Python

Anaconda Python Tutorial

Anaconda is data science and machine learning platform for the Python and R programming languages.  It is designed to make the process of creating and distributing projects simple, stable and reproducible across systems and is available on Linux, Windows, and OSX.  Anaconda is a Python based platform that curates major data science packages including pandas, scikit-learn, SciPy, NumPy and Google’s machine learning platform, TensorFlow.  It comes packaged with conda (a pip like install tool), Anaconda navigator for a GUI experience, and spyder for an IDE.This tutorial will walk through some of the basics of Anaconda, conda, and spyder for the Python programming language and introduce you to the concepts needed to begin creating your own projects.

Installation

There are many great articles on this site for installing Anaconda on different distro’s and native package management systems.  For that reason, I will provide some links to this work below and skip to covering the tool itself.

Basics of conda

 Conda is the Anaconda package management and environment tool which is the core of Anaconda.  It is much like pip with the exception that it is designed to work with Python, C and R package management.  Conda also manages virtual environments in a manner similar to virtualenv, which I have written about here.

Confirm Installation

The first step is to confirm installation and version on your system.  The below commands will check that Anaconda is installed, and print the version to the terminal.

$ conda --version

You should see similar results to the below. I currently have version 4.4.7 installed.

$ conda --version
conda 4.4.7

Update Version

conda can be updated by using conda’s update argument, like below.

$ conda update conda

This command will update to conda to the most current release.

Proceed ([y]/n)? y

Downloading and Extracting Packages
conda 4.4.8: ########################################################### | 100%
openssl 1.0.2n: ######################################################## | 100%
certifi 2018.1.18: ##################################################### | 100%
ca-certificates 2017.08.26: ############################################ | 100%
Preparing transaction: done
Verifying transaction: done
Executing transaction: done

By running the version argument again, we see that my version was updated to 4.4.8, which is the newest release of the tool.

$ conda --version
conda 4.4.8

Creating a new Environment

To create a new virtual environment, you run the series of commands below.
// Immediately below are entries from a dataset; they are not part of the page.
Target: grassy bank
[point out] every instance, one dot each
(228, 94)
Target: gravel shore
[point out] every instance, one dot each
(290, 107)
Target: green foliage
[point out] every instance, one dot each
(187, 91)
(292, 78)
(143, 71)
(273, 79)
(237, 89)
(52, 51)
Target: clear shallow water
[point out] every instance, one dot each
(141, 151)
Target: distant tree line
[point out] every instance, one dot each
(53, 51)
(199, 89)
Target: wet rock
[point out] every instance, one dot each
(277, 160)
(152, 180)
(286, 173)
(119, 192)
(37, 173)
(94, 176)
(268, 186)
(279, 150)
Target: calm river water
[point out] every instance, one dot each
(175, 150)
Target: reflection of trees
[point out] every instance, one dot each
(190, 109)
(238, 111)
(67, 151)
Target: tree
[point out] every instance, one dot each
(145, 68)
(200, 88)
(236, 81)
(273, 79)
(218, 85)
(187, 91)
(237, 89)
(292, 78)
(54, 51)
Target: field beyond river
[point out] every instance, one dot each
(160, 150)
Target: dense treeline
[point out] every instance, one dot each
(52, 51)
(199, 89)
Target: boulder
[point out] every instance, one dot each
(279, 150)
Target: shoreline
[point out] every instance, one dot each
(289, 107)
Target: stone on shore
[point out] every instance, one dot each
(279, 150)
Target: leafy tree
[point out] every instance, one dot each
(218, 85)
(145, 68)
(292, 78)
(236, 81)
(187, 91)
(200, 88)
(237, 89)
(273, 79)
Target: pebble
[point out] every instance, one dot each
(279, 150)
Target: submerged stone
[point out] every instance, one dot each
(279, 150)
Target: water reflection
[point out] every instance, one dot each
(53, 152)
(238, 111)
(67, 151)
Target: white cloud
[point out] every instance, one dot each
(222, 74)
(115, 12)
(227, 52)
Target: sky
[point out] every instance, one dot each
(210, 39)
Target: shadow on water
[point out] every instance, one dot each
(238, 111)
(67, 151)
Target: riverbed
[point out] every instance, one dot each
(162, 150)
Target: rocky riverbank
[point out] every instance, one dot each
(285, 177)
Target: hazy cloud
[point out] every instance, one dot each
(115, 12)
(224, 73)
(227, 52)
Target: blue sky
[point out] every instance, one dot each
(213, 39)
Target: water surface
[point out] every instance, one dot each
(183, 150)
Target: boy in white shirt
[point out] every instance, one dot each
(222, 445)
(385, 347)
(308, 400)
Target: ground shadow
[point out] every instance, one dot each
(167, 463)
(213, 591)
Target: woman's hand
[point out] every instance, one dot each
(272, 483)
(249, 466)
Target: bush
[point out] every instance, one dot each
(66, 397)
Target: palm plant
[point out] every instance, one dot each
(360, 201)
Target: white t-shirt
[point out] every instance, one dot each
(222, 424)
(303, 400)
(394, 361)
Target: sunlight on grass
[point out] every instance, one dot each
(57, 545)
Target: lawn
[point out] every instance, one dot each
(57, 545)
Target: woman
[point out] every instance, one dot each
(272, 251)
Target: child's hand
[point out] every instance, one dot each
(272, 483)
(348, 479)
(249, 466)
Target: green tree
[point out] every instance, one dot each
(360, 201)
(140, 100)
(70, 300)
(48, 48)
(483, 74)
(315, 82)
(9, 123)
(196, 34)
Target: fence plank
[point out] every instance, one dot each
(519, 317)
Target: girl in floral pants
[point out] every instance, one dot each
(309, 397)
$ conda create -n tutorialConda python=3
$ Proceed ([y]/n)? y

You can see the packages that are installed into your new environment below.

Downloading and Extracting Packages
certifi 2018.1.18: ##################################################### | 100%
sqlite 3.22.0: ######################################################### | 100%
wheel 0.30.0: ########################################################## | 100%
tk 8.6.7: ############################################################## | 100%
readline 7.0: ########################################################## | 100%
ncurses 6.0: ########################################################### | 100%
libcxxabi 4.0.1: ####################################################### | 100%
python 3.6.4: ########################################################## | 100%
libffi 3.2.1: ########################################################## | 100%
setuptools 38.4.0: ##################################################### | 100%
libedit 3.1: ########################################################### | 100%
xz 5.2.3: ############################################################## | 100%
zlib 1.2.11: ########################################################### | 100%
pip 9.0.1: ############################################################# | 100%
libcxx 4.0.1: ########################################################## | 100%
Preparing transaction: done
Verifying transaction: done
Executing transaction: done
#
# To activate this environment, use:
# > source activate tutorialConda
#
# To deactivate an active environment, use:
# > source deactivate
#

Activation

Much like virtualenv, you must activate your newly created environment.  The command below will activate your environment on Linux.

source activate tutorialConda
Bradleys-Mini:~ BradleyPatton$ source activate tutorialConda
(tutorialConda) Bradleys-Mini:~ BradleyPatton$

Installing Packages

The conda list command will list the packages currently installed to your project. You can add additional packages and their dependencies with the install command.

$ conda list
# packages in environment at /Users/BradleyPatton/anaconda/envs/tutorialConda:
#
# Name Version Build Channel
ca-certificates 2017.08.26 ha1e5d58_0
certifi 2018.1.18 py36_0
libcxx 4.0.1 h579ed51_0
libcxxabi 4.0.1 hebd6815_0
libedit 3.1 hb4e282d_0
libffi 3.2.1 h475c297_4
ncurses 6.0 hd04f020_2
openssl 1.0.2n hdbc3d79_0
pip 9.0.1 py36h1555ced_4
python 3.6.4 hc167b69_1
readline 7.0 hc1231fa_4
setuptools 38.4.0 py36_0
sqlite 3.22.0 h3efe00b_0
tk 8.6.7 h35a86e2_3
wheel 0.30.0 py36h5eb2c71_1
xz 5.2.3 h0278029_2
zlib 1.2.11 hf3cbc9b_2

To install pandas into the current environment you would execute the below shell command.

$ conda install pandas

It will download and install the relevant packages and dependencies.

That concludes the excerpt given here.